Driving back through West Philly and then to the Main Line, I felt that adrenaline that comes with an acute sense of purpose. 

I wanted to write down this story today because I wanted recall that feeling.  On a snow day, sometimes I feel guilty at how happy I am for the reprieve. For so many miles of slick whitened roads between my classroom and me.  

Thursday, 1 January 2015

Eat, Pray, Love: A woman’s daily commute through Saugus and Medford.

It doesn’t have the same ring, does it? 

I’ve picked up a couple new hobbies since returning from my trip.  The first is not blogging. The second is traveling vicariously through one of the better inventions of the nineties: screen-savers.  My roommate has a chrome-cast, which projects internet TV onto the physical TV, and instead of turning it off after we use it, we tend to let it cycle through its apparently endless photos of stormy Irish seascapes and gothic cathedrals at dusk: gray and backlit-bright at the same time.

I watch them as if expecting them to come together in a narrative and I miss traveling viscerally.  It reminds me of homesickness, though logically it is the direct opposite of that feeling.  But the act  and sights of traveling itself aren’t all that I miss. 

My best friend’s online dating profile used to claim “I’m writing a novel.  Isn’t that embarrassing?”  (She had the obligatory self-deprecation down much better than me: I went for the admission that I regularly buy fresh organic vegetables only to let them rot in the fridge while I order buffalo chicken pizza.)   

It’s true: writing is embarrassing.  It’s like speaking for a really long time without letting anyone else get a word in edge-wise. Traveling wasn’t so much an excuse to write as an excuse to make an arrogant assumption – that people might actually want to read what I have to write. 

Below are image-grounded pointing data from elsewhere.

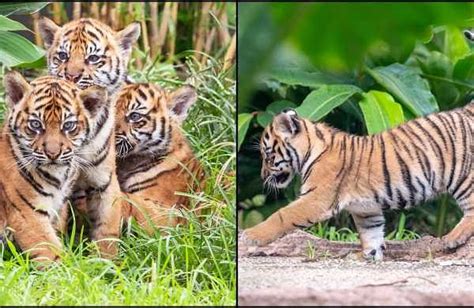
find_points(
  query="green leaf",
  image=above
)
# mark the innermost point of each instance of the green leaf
(455, 46)
(381, 112)
(19, 8)
(293, 76)
(243, 125)
(264, 118)
(16, 50)
(6, 24)
(406, 85)
(321, 101)
(464, 69)
(253, 218)
(437, 64)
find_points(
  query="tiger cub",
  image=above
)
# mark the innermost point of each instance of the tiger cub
(88, 53)
(367, 175)
(154, 159)
(48, 122)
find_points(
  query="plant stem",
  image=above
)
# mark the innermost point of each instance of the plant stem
(76, 10)
(163, 27)
(172, 28)
(154, 28)
(38, 39)
(94, 10)
(230, 54)
(57, 12)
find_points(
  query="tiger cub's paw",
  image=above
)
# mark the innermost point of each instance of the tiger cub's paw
(374, 253)
(256, 237)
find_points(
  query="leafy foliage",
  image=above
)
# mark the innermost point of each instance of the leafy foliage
(16, 50)
(362, 77)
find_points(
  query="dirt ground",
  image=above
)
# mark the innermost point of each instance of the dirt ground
(268, 278)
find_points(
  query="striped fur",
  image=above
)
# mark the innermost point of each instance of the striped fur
(154, 159)
(48, 123)
(367, 175)
(89, 52)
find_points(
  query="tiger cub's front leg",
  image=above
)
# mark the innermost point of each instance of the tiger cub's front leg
(370, 227)
(104, 211)
(303, 212)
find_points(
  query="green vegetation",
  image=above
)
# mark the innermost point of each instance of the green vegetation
(361, 67)
(192, 264)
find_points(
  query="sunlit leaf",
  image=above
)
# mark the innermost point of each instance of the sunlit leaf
(323, 100)
(406, 85)
(381, 112)
(264, 118)
(15, 50)
(7, 8)
(291, 76)
(6, 24)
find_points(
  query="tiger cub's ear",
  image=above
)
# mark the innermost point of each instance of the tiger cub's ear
(287, 122)
(16, 88)
(94, 99)
(127, 37)
(47, 30)
(180, 102)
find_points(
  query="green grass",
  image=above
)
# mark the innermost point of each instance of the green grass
(189, 265)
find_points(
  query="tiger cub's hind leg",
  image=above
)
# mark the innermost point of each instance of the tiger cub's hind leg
(371, 232)
(465, 228)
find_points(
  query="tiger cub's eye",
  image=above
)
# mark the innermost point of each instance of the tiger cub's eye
(35, 125)
(93, 58)
(134, 117)
(62, 55)
(69, 126)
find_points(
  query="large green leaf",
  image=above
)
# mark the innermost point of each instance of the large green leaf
(439, 68)
(406, 85)
(264, 118)
(258, 36)
(455, 46)
(16, 50)
(243, 125)
(293, 76)
(464, 69)
(321, 101)
(381, 112)
(6, 24)
(7, 8)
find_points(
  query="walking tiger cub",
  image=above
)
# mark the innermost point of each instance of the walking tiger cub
(48, 122)
(154, 159)
(366, 175)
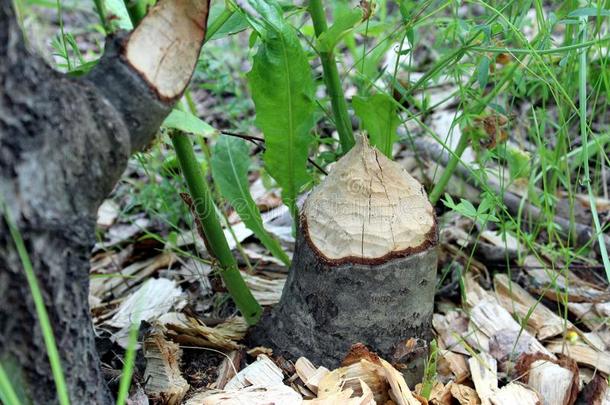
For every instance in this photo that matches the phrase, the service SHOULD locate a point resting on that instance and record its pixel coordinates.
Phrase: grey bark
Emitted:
(325, 309)
(63, 145)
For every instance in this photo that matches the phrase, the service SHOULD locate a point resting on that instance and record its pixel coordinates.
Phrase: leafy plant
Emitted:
(379, 117)
(485, 212)
(230, 164)
(282, 90)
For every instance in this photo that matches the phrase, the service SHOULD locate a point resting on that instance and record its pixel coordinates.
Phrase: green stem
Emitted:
(584, 132)
(217, 24)
(41, 310)
(7, 393)
(439, 188)
(100, 8)
(332, 80)
(204, 206)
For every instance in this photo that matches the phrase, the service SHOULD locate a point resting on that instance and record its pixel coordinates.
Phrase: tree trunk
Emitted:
(63, 145)
(364, 268)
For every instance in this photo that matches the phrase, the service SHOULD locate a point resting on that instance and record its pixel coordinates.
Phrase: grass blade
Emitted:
(41, 311)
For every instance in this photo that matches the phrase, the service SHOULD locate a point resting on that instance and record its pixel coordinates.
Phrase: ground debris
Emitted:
(164, 381)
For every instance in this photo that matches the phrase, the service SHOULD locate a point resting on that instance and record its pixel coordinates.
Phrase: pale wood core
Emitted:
(368, 207)
(165, 47)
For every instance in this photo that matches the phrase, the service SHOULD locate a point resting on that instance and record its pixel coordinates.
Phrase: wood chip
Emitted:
(228, 368)
(543, 322)
(484, 372)
(596, 392)
(189, 331)
(154, 298)
(400, 392)
(583, 354)
(107, 213)
(464, 394)
(262, 373)
(450, 328)
(454, 363)
(556, 381)
(349, 377)
(505, 335)
(515, 393)
(309, 374)
(277, 394)
(347, 397)
(164, 381)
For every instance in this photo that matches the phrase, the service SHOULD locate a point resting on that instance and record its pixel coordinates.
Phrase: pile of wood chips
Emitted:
(484, 357)
(504, 345)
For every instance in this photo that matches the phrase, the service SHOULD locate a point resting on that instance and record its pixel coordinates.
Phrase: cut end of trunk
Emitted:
(165, 46)
(368, 210)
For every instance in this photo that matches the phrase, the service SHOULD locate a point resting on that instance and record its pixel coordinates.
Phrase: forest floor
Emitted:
(522, 312)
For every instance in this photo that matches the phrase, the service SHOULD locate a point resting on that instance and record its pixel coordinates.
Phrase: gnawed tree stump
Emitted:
(64, 143)
(364, 267)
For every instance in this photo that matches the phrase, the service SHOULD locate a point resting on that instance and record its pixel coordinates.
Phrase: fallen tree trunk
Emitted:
(364, 267)
(64, 143)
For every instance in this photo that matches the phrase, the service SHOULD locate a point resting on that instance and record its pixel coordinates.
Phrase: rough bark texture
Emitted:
(63, 145)
(325, 308)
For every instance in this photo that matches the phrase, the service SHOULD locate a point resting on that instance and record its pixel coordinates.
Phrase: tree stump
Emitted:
(364, 267)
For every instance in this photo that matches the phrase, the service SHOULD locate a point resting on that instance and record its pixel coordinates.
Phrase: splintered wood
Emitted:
(164, 382)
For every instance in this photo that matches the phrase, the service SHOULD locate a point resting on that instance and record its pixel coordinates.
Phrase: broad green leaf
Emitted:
(116, 9)
(236, 23)
(483, 72)
(380, 119)
(230, 163)
(345, 21)
(282, 89)
(187, 122)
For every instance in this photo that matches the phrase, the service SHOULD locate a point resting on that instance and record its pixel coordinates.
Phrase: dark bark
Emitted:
(325, 308)
(63, 145)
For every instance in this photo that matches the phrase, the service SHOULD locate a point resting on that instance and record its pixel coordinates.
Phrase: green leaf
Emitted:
(380, 120)
(234, 24)
(230, 163)
(187, 122)
(117, 10)
(282, 89)
(589, 12)
(483, 72)
(345, 21)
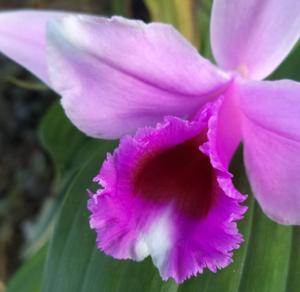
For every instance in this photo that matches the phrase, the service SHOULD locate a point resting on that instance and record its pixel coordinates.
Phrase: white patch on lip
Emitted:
(156, 241)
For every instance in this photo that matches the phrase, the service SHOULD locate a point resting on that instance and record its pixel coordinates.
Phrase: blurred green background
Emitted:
(46, 166)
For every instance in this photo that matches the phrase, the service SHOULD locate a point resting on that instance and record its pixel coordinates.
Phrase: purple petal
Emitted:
(22, 38)
(162, 197)
(271, 130)
(116, 75)
(254, 36)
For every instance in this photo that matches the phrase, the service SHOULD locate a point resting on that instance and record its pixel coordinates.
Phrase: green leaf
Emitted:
(67, 146)
(29, 277)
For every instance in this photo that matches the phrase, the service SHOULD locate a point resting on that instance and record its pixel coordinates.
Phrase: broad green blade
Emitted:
(29, 277)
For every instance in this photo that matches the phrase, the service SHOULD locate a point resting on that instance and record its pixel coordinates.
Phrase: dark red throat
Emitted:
(182, 174)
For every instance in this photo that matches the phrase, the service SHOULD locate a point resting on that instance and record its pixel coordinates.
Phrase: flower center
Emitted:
(182, 174)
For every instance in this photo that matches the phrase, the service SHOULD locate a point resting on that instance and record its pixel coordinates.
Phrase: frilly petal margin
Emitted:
(183, 233)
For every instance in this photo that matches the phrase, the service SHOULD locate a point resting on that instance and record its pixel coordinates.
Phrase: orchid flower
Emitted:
(166, 190)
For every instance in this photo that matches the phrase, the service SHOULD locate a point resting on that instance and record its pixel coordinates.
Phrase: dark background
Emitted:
(26, 171)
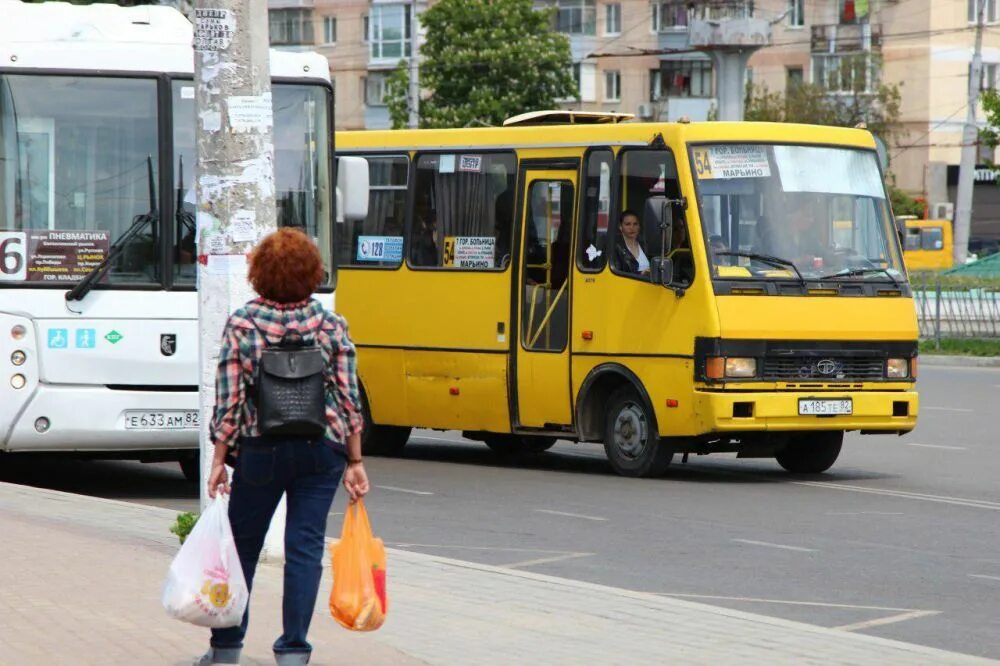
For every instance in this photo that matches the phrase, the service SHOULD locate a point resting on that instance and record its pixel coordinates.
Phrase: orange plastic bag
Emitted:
(358, 600)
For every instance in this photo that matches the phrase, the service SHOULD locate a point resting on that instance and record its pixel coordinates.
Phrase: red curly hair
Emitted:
(286, 266)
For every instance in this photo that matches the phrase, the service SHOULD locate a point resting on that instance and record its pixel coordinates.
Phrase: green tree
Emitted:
(486, 60)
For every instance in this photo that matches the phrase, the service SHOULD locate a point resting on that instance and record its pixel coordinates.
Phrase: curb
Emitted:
(960, 361)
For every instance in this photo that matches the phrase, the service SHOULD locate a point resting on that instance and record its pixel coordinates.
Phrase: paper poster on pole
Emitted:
(469, 251)
(731, 161)
(213, 29)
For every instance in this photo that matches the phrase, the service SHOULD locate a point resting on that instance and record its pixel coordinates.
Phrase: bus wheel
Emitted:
(191, 468)
(519, 445)
(631, 442)
(811, 453)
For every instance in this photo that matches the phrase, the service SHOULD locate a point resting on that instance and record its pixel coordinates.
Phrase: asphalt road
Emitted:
(901, 539)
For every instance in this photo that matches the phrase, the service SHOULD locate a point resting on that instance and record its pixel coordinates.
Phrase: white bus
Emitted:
(97, 154)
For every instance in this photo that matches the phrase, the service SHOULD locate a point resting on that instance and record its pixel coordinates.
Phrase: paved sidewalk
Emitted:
(81, 578)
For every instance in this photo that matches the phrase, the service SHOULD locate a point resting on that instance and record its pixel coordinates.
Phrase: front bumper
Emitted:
(92, 418)
(875, 411)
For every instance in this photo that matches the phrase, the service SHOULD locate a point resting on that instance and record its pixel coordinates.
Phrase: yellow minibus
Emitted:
(927, 244)
(662, 288)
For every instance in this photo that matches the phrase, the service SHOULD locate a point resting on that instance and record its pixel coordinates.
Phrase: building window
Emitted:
(613, 18)
(988, 76)
(577, 17)
(796, 13)
(989, 15)
(389, 32)
(290, 27)
(669, 15)
(329, 29)
(854, 72)
(374, 85)
(855, 11)
(793, 78)
(612, 86)
(681, 78)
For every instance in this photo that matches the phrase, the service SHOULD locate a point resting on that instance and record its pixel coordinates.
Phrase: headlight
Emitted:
(897, 368)
(741, 367)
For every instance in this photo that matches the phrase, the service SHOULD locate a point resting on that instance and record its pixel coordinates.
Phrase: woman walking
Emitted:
(285, 269)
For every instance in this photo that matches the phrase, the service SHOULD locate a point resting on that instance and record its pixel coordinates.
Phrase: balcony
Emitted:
(846, 38)
(727, 24)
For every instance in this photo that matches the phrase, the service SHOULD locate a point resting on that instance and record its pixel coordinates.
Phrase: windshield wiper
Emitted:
(83, 287)
(850, 272)
(767, 259)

My failed attempt to get an Albanian pharmacist to understand that I had a sea urchin spine in my foot is interesting, but every failed attempt to get a Massachusetts tenth grader to understand that a book can have more than one theme feels unforgivably quotidian. 

Maybe it’s for partly this reason that when I think about writing, I mostly wonder how to finally write about Auschwitz.  About this bewildering confrontation with human fragility that I traveled to the home country of my forebears just to have.

And every day I travel the same few miles through Medford and Saugus, unremarkably, until last week when the car in front of me hit a man.

His whole body seemed to fold at the knees, like a marionette dropped suddenly.
My phone had just enough charge to call 911.

As he spoke in Portuguese and clutched his back, I thought improbably of the British rom com Love Actually because it’s the last time I’ve heard Portuguese spoken aloud.  You know the scene.  When the guy learns Portuguese to propose to that maid from the summer house, but the whole time she’s been learning English to propose to him! Gets me every time.   Makes it easy to buy Hugh Grant’s trite closing revelation that “love actually is all around us.”   It was strange how much he sounded like Colin Firth proposing, when in fact he was talking about the pain in his lower back, about when the ambulance would be there.    

Duh. Human fragility is quotidian, and close to home.  The distinction between what is and isn’t worth writing about has no more to do with geography than the distinction between what is and isn’t worth thinking about.  If any such dichotomy even exists, it’s imposed by the writer, and in my case, it’s been a cop out.   Yes, writing is embarrassing, but I’ve always been one to embarrass myself.